Viu o carregamento de madeira no caminhão ser concluído e completou o seu trajeto até a porta de casa.

— Cadê Juninho, mulher?

— Cadê você primeiro, né homem? Onde você está quando eu mais preciso?

— O que é que foi dessa vez? Quer que eu troque alguma lâmpada queimada? Porque isso já é horrível demais pra você.

— As vagabundas que trabalham pra você no seu bar, vieram aqui dizer que se o salário não aumentar esse mês elas vão fazer greve.

— Rebanho de raparigas!
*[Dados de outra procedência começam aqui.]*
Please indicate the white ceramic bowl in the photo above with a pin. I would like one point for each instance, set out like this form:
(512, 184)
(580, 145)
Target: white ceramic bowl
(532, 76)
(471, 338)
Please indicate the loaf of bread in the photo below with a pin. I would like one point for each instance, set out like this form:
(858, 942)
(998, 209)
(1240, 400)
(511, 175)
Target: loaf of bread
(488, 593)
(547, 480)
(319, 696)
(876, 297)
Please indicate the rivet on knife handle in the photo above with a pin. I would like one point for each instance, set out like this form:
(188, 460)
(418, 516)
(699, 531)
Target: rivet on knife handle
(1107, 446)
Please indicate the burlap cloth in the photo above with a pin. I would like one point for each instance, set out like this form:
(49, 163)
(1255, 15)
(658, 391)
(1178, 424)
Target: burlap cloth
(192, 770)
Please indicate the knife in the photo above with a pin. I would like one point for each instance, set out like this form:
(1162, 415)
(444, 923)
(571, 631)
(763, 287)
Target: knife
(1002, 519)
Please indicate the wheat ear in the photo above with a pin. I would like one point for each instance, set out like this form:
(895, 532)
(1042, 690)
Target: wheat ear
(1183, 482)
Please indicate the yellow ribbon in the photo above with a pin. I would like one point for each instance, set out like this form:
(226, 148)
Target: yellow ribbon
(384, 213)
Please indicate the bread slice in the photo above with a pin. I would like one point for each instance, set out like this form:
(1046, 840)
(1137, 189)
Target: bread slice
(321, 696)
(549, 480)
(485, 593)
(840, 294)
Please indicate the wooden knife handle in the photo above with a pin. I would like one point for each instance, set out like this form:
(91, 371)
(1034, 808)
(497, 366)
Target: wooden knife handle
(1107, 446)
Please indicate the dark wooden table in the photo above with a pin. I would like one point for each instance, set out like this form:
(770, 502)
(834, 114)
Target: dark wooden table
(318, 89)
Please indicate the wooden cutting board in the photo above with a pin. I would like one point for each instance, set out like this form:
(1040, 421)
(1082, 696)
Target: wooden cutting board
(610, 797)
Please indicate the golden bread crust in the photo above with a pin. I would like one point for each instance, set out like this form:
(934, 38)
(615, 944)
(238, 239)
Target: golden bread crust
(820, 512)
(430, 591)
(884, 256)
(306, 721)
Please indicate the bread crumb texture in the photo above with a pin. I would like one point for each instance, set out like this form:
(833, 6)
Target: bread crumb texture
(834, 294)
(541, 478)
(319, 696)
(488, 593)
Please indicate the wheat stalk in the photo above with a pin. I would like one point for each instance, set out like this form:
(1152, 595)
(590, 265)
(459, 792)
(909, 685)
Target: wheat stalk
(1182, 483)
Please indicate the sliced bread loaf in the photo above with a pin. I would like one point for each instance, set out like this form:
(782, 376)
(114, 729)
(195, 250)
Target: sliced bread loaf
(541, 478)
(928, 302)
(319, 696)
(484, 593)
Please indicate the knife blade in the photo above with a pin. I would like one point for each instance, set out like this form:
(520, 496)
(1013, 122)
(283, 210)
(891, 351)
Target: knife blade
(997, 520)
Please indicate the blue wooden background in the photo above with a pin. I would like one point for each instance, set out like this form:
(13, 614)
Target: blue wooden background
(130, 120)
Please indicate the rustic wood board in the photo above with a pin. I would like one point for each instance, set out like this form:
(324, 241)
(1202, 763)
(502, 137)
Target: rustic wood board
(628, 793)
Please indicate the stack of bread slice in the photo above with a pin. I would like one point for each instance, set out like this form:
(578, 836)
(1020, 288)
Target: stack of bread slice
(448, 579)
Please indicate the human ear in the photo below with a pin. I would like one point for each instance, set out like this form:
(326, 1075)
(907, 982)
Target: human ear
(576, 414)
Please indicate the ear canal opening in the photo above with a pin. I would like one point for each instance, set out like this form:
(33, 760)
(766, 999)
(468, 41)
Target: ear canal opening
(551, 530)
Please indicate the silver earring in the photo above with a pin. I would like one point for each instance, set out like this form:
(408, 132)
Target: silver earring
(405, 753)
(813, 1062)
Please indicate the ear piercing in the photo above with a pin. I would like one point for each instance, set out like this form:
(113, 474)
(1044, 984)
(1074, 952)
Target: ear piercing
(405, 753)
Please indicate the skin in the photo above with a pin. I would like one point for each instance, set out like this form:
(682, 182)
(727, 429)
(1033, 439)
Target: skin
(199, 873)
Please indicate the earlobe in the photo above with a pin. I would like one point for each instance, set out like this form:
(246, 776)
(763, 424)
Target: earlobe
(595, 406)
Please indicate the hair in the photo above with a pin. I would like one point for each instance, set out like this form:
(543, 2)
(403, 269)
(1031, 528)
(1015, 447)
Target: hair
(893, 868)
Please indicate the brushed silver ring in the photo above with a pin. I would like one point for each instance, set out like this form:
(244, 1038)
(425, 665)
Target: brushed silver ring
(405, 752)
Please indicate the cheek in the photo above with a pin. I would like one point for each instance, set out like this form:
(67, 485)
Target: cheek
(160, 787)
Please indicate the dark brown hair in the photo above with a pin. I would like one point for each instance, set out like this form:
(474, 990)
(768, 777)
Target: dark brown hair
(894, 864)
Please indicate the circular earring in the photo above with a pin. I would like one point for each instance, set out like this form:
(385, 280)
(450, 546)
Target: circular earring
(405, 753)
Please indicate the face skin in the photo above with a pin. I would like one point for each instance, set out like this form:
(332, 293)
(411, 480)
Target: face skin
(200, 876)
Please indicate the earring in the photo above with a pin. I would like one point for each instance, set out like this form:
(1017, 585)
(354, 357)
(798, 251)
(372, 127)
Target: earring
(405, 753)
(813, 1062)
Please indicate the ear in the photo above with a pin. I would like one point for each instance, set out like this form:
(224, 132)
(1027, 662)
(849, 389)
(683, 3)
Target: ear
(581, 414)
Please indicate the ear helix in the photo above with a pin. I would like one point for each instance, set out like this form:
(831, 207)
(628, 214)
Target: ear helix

Eu mesmo mato uma por uma se isso acontecer! Vir na porta da minha casa me ameaçar?! – Peraí que vou dar um jeito nisso é agora mesmo – Vociferou, completando de balas o tambor da sua arma, subindo as calças num gesto de irritação e crispando a boca. Saiu marchando e girando os pneus da veraneio em falso no cascalho da rua, enquanto Juninho gargalhava na janela do andar de cima.

— Agora as putas vão ver o que é fogo de verdade! – Gritou, enquanto escovava a boca pra tirar os cacos de unha roídas, presos nos dentes.